Four-and-a-half days after launch, NASA's $504 million Lunar Reconnaissance Orbiter fired its main thrusters for 40 minutes early Tuesday, successfully braking into an initially elliptical orbit around the moon.
The critical rocket firing began around 5:47 a.m. EDT and ended as planned at 6:27 a.m., putting the spacecraft into an orbit tilted 30 degrees from the moon's poles with a low point of 136 miles and a high point of 1,926 miles.
"All stations, this is flight," said lead flight director Rick Saylor. "Congratulations on a successful LOI (lunar orbit insertion) to return NASA to the moon."
Over the next five days, the Lunar Reconnaissance Orbiter will carry out four additional rocket firings to put the spacecraft in its so-called commissioning orbit with a low point of just 18.5 miles above the moon's south pole and a high point of 134 miles above the north pole. The orbit eventually will be circularized at about 31 miles above the moon.
"The tracking shows we're essentially where we planned to be, we're at the moon," said Craig Tooley, the LRO project manager at NASA's Goddard Space Flight Center. "It went like clockwork. With a mission like this, we spent literally years practicing for every possible contingency to be ready for this. In the end, it went exactly as planned."

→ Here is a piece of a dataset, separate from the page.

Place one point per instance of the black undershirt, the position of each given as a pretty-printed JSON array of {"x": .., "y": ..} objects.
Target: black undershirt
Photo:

LRO will spend two months in its commissioning orbit for instrument checkout and calibration before maneuvering into the desired 31-mile-high mapping orbit.
Equipped with seven state-of-the-art cameras and other instruments, LRO will look for suitable landing sites for future manned missions while creating the most detailed lunar atlas ever assembled.

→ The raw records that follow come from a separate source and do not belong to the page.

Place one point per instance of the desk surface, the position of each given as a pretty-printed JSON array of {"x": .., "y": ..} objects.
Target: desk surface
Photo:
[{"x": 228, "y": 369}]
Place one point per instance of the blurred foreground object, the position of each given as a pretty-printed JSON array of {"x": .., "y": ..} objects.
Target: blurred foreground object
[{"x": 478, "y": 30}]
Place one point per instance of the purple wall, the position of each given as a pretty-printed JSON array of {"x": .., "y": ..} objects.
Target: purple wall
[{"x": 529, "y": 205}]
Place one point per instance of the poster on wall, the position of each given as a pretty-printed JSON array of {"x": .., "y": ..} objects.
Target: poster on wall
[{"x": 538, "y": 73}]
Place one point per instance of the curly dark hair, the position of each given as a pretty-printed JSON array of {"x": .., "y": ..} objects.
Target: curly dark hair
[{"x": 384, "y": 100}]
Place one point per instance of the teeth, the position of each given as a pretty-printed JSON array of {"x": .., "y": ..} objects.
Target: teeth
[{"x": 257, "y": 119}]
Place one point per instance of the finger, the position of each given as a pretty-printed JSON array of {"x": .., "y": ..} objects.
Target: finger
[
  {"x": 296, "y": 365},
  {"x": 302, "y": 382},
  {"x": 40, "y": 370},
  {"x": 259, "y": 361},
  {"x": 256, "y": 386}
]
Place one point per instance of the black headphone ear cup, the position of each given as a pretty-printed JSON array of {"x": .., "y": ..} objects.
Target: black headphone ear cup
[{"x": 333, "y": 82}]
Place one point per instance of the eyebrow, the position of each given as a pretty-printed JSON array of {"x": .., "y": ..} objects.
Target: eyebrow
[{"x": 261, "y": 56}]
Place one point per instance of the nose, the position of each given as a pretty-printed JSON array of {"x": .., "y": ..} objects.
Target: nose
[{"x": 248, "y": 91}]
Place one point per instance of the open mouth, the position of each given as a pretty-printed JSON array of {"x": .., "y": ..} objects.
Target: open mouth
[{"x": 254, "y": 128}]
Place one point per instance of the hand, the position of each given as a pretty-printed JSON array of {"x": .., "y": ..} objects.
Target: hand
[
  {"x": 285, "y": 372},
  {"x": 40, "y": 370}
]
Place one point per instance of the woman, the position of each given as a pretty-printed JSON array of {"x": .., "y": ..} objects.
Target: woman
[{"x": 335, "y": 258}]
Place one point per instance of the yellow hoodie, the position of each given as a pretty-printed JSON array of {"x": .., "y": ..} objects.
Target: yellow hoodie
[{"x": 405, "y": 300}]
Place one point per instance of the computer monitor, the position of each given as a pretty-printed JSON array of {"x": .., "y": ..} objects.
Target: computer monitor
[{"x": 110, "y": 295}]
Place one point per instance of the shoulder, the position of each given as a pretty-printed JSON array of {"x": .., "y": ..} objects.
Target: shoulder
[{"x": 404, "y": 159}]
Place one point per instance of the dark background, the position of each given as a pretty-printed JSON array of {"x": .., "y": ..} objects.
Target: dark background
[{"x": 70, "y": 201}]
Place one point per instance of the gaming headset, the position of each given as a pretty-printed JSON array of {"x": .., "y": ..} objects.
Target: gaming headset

The two-ton solar-powered spacecraft also will measure the solar and cosmic radiation that future lunar explorers will face and map out the surface topology, mineralogy, and chemical composition of Earth's nearest neighbor. One year will be spent scouting future landing sites followed by three years of purely scientific observations.

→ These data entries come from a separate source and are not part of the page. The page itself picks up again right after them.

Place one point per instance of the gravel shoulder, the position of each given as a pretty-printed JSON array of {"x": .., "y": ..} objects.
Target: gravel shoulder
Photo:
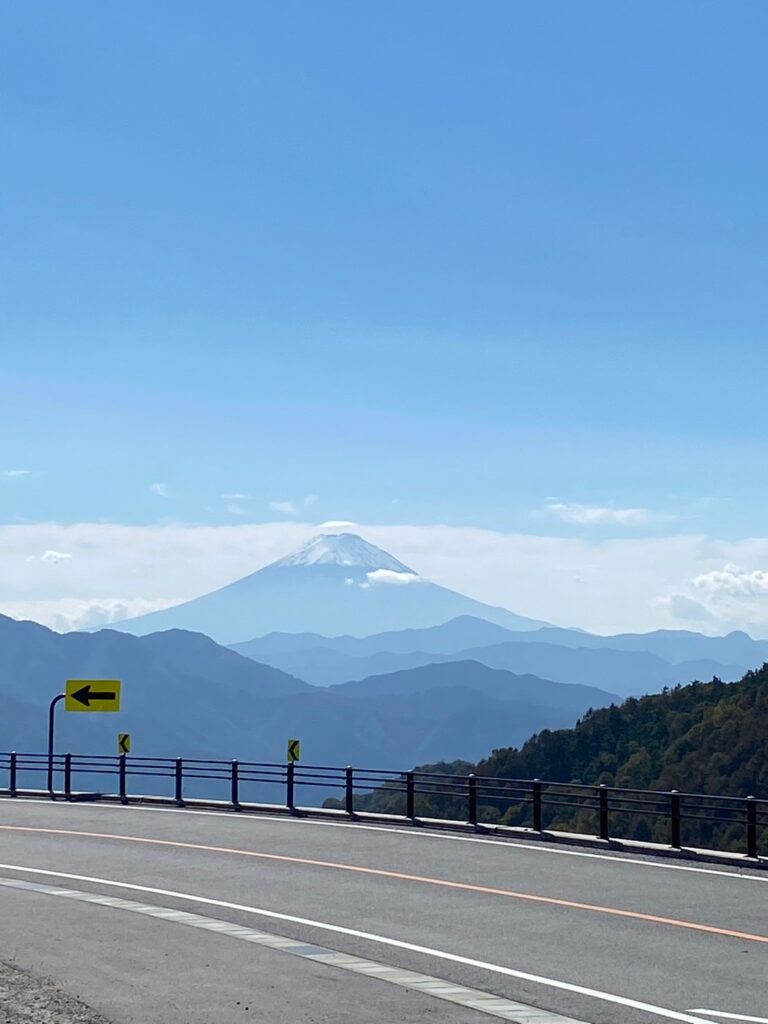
[{"x": 26, "y": 999}]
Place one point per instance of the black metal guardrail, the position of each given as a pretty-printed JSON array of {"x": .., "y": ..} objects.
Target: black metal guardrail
[{"x": 684, "y": 819}]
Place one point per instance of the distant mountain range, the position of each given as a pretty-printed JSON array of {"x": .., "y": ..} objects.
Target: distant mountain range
[
  {"x": 184, "y": 694},
  {"x": 335, "y": 584},
  {"x": 617, "y": 664}
]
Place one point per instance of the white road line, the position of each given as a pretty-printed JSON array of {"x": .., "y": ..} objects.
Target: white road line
[
  {"x": 438, "y": 988},
  {"x": 565, "y": 986},
  {"x": 424, "y": 833},
  {"x": 731, "y": 1017}
]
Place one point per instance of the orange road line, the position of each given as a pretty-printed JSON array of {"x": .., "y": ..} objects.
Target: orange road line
[{"x": 402, "y": 877}]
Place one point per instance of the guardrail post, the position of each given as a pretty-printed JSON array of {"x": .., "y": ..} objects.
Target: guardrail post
[
  {"x": 472, "y": 799},
  {"x": 235, "y": 779},
  {"x": 410, "y": 796},
  {"x": 602, "y": 796},
  {"x": 675, "y": 818},
  {"x": 752, "y": 827},
  {"x": 123, "y": 778},
  {"x": 179, "y": 782},
  {"x": 536, "y": 787},
  {"x": 290, "y": 785}
]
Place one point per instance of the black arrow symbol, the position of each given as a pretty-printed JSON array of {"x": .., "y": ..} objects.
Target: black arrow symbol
[{"x": 85, "y": 694}]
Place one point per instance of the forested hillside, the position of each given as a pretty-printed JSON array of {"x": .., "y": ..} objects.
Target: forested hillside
[{"x": 705, "y": 737}]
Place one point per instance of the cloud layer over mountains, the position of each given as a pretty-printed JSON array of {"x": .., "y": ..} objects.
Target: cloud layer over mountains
[{"x": 609, "y": 586}]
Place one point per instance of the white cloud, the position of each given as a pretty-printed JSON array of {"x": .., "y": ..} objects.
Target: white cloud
[
  {"x": 392, "y": 577},
  {"x": 54, "y": 556},
  {"x": 598, "y": 515},
  {"x": 285, "y": 508},
  {"x": 608, "y": 586},
  {"x": 71, "y": 613},
  {"x": 733, "y": 582}
]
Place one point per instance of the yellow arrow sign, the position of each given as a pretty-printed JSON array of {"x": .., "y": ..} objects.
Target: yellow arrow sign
[{"x": 92, "y": 694}]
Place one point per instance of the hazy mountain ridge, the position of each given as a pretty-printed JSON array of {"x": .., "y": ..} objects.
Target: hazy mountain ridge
[
  {"x": 334, "y": 584},
  {"x": 705, "y": 737},
  {"x": 183, "y": 694},
  {"x": 627, "y": 670}
]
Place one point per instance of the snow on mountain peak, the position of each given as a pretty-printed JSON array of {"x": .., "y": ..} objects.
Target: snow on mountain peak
[{"x": 344, "y": 549}]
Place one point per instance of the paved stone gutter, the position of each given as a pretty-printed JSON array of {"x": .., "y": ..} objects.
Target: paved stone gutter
[{"x": 26, "y": 999}]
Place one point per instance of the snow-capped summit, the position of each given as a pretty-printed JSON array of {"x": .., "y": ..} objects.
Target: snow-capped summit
[
  {"x": 337, "y": 583},
  {"x": 343, "y": 549}
]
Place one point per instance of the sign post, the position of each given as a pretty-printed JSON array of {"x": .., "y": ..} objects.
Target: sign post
[
  {"x": 51, "y": 720},
  {"x": 92, "y": 694},
  {"x": 82, "y": 694}
]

"Over the course of an entire year...we will have a global measurement of the moon and have a new set of data, essentially a new atlas of the moon that has not only measurements of topology and temperature but minerals and then global images of the moon," LRO project scientist Rich Vondrak said before launch.
"One of our primary objectives is to identify safe landing sites for future human return to the moon. The Apollo program accepted risk and was able to have safe landings. We want to return to the moon, make repeated landings in some areas and be able to go there with a higher degree of safety."
Using the data collected by LRO, he said, "we'll get new views of the moon and we will prepare for the next generation of explorers and scientists the handbook, the guidebook for future exploration of the moon."
LRO was launched by an Atlas 5 rocket from the Cape Canaveral Air Force Station last Thursday along with a companion spacecraft, the $79 million Lunar Crater Observation and Sensing Satellite, or LCROSS. The two spacecraft separated shortly after launch.
LCROSS is designed to guide the Atlas 5's spent Centaur second stage to an impact in a permanently shadowed crater near the moon's south pole on October 9. Instruments aboard LCROSS, LRO, the Hubble Space Telescope and at observatories on Earth will study the debris thrown up by the crash to look for evidence of ice, a critical resource for future outposts.
Updated at 2:40 p.m. EDT: Adding the name of the LRO flight director.